Veiligheidsmasker dragen
Bij reinigings- en onderhoudswerkzaamheden een
geschikt stofmasker dragen.
Beschermende handschoenen dragen
Draag bij inbedrijfstelling, onderhoudswerkzaamheden
en het verhelpen van storingen geschikte
veiligheidshandschoenen.
Voetbescherming dragen
Draag bij transport, inbedrijfstelling,
onderhoudswerkzaamheden en het verhelpen van
storingen geschikte veiligheidsschoenen.
Restgevaren
Waarschuwing voor elektrische spanning
Werkzaamheden aan elektrische onderdelen mogen
alleen door een geautoriseerd gespecialiseerd bedrijf
worden uitgevoerd!
Waarschuwing voor elektrische spanning
Voor alle werkzaamheden aan het apparaat de
netstekker uit het stopcontact verwijderen!

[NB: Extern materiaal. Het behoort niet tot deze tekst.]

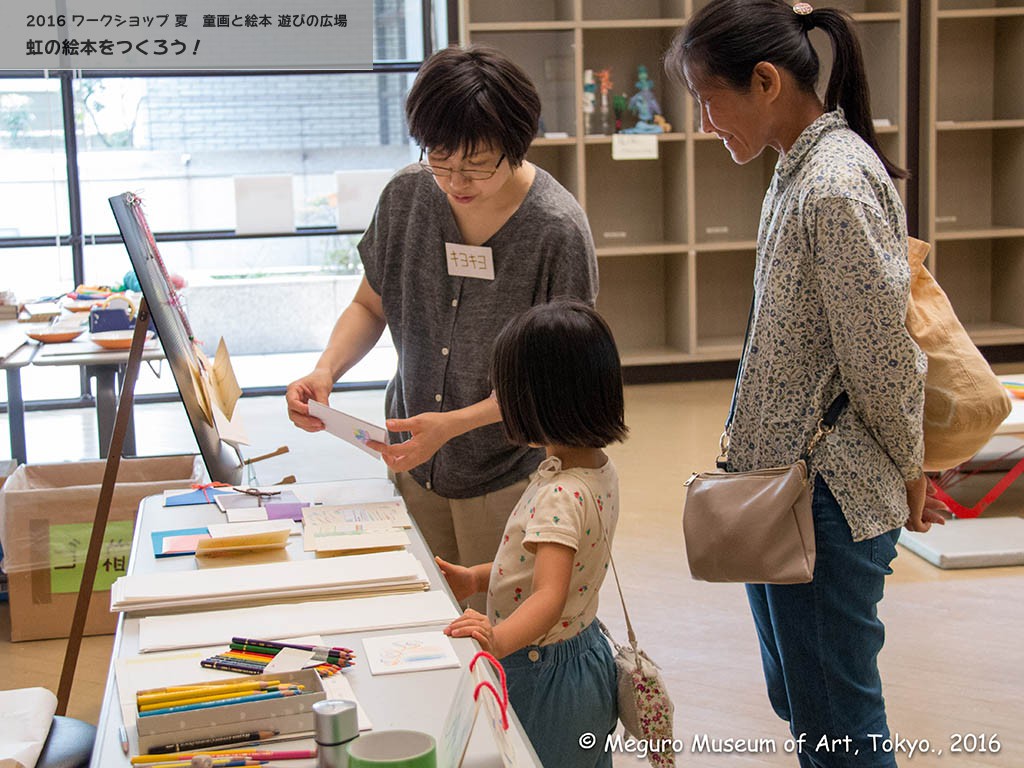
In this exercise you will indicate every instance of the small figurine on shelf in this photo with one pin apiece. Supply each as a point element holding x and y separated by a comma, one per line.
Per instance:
<point>606,122</point>
<point>645,107</point>
<point>619,105</point>
<point>589,102</point>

Raak de netstekker niet aan met vochtige of natte
handen.
De netstekker van het netsnoer uit het stopcontact
trekken door de netstekker vast te pakken.
Waarschuwing
Van dit apparaat kunnen gevaren uitgaan als het
ondeskundig of niet volgens het bedoeld gebruik wordt
gebruikt door niet geïnstrueerde personen! Zorg dat
wordt voldaan aan de persoonlijke kwalificaties!
Waarschuwing
Het apparaat is geen speelgoed en hoort niet in
kinderhanden.
Waarschuwing
Verstikkingsgevaar!
Laat het verpakkingsmateriaal niet achteloos
rondslingeren. Voor kinderen kan dit gevaarlijk
speelgoed zijn.
Let op
Gebruik het apparaat nooit zonder geplaatst luchtfilter
bij de luchtinlaat!
Zonder luchtfilter vervuild het apparaat inwendig,
hierdoor kan de capaciteit worden verminderd en het
apparaat worden beschadigd.
4
Gedrag bij noodgevallen
1. Schakel het apparaat uit.
2. Scheid het apparaat van de netvoeding: De netstekker van
het netsnoer uit het stopcontact trekken door de
netstekker vast te pakken.
3. Sluit een defect apparaat niet opnieuw aan op de
netaansluiting.
Informatie over het apparaat
Beschrijving van het apparaat
Via het condensatieprincipe zorgen de luchtontvochtigers uit de
DH-serie voor een automatische luchtontvochtiging van ruimten.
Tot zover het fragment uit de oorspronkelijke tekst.